31 July 2023: The XOESE Fund talks about International African Women’s Day (IAWD).



International African Women’s Day, abbreviated to IWAD, is an annual event that provides an opportunity to take stock of developments in women’s rights and gender equality in Africa. It is an opportunity to identify new perspectives, inform, raise awareness, highlight the achievements, challenges, and contributions of African women in relation to women’s rights, and advocate for the strengthening of measures taken by governments in favour of women’s empowerment. Thanks to this day, women’s rights in Africa have improved significantly, and several African states have put in place instruments to provide definite protection for women.

Despite the fact that it is celebrated every year in several countries on the continent, JIFA remains little known to the general public. On the occasion of the 2023 edition of International African Women’s Day, the XOESE Fund has decided to take a step back in time to tell you about the origins of this day, and share how it is celebrated by feminist organisations and activists. Finally, we will focus on the XOESE Fund’s interest in IWD.

History of International African Women’s Day (IAWD)

International African Women’s Day has existed since 1974 and was initiated by Aoua Keïta, a Malian activist and politician. She was a leading figure in independence, trade unionism and feminism in Mali. JIFA is held every year on July 31 in commemoration of July 31, 1962, the date on which women from across the African continent came together for the first time to create the very first organisation dedicated to African women: the Pan-African Women’s Organisation.
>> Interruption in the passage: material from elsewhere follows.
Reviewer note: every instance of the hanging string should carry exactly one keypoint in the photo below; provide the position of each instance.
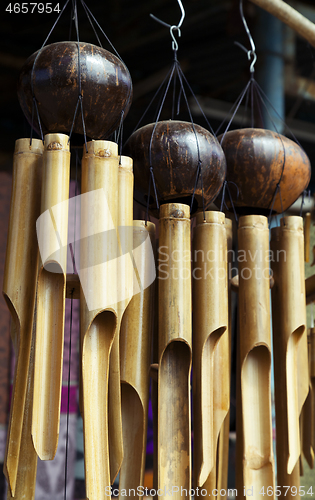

The aim of these women was, despite their ethnic and linguistic differences, to join forces and work together around a common ideal, namely to contribute to a significant improvement in the living conditions of African women and to their emancipation. Following the meeting of African women in Dar Es Salaam, Tanzania, JIFA was promulgated by the United Nations in 1962 before being officially recognised on July 31, 1974, at the first Congress of the Pan-African Women’s Organisation held in Senegal.

How do women and activist organisations celebrate IWAD?

Feminist organisations and women’s rights activists in Africa make a point of celebrating International African Women’s Day. For them, this day is an opportunity to take stock of women’s rights in Africa, to rethink actions for better protection and promotion of African women’s rights, and to act at all levels for their emancipation. Women are constantly mobilising to assert their rights and make their contribution to the implementation of all strategies designed to empower them and consolidate equality between them and men.

This is illustrated by the various activities and events held every year on July 31 throughout Africa to educate, discuss, and raise awareness among African women of their worth.

Some French-speaking African women who have fought for gender equality 

  1. Aoua Keïta (Mali): Aoua Keïta was a leading campaigner for women’s rights in Mali and was the first woman elected to the country’s legislative assembly.
  2. Aminata Dramane Traoré (Mali): Aminata Dramane Traoré is an author, activist, and former minister from Mali. She is a strong voice for social justice, women’s rights, and the economic empowerment of rural women.
  3. Monique Ilboudo (Burkina Faso): Monique Ilboudo is a feminist activist and writer from Burkina Faso. Her writings and commitment have helped to highlight the challenges facing women in Burkina Faso society.
  4. Aïssatou Sow Sidibé (Senegal): Aïssatou Sow Sidibé was a pioneer of politics in Senegal and was the first woman to be elected to the Senegalese Parliament in 1978.
  5. Gisèle Rabesahala (Madagascar): Gisèle Rabesahala was the first woman lawyer in Madagascar and a passionate defender of women’s and children’s rights.
  6. Awa Thiam (Senegal): Awa Thiam was a Senegalese sociologist, feminist, and writer. Her work has helped shed light on gender inequalities in French-speaking Africa and has inspired many generations of feminists.
  7. Ndèye Coumba Mbengue (Senegal): Ndèye Coumba Mbengue was a leading figure in the women’s movement in Senegal. She was an ardent defender of gender equality and women’s empowerment.

Why does the XOESE Fund have a JIFA programme?

XOESE, the Francophone Women’s Fund, is based in Lomé, Togo, and its mission is to mobilise financial, material, and human resources for reinvestment in initiatives by women’s and young women’s activists and organisations to advance the rights of women, young women, and girls. So it was only logical for XOESE to pay special attention to the celebration of JIFA. According to Pauline Seguelas, head of the XOESE Fund’s grants and resource mobilisation program, “Many African associations celebrate 8 March, International Women’s Rights Day, but few are aware of International African Women’s Day. And yet the IWD was created precisely for African women. XOESE works mainly in Africa, and we thought it was important for African women to know about this day”.

Since 2022, the XOESE fund has initiated a JIFA program that provides selected feminist organisations with small grants to carry out impactful and innovative projects relating to the day and the specific theme chosen for the celebration.

In 2022, XOESE’s JIFA program funded seven (7) projects in Burkina Faso, Congo, Cameroon, Chad, and Senegal. This year too, other projects will benefit from this grant to carry out activities highlighting the achievements, challenges, and contributions of African women on the occasion of JIFA 2023.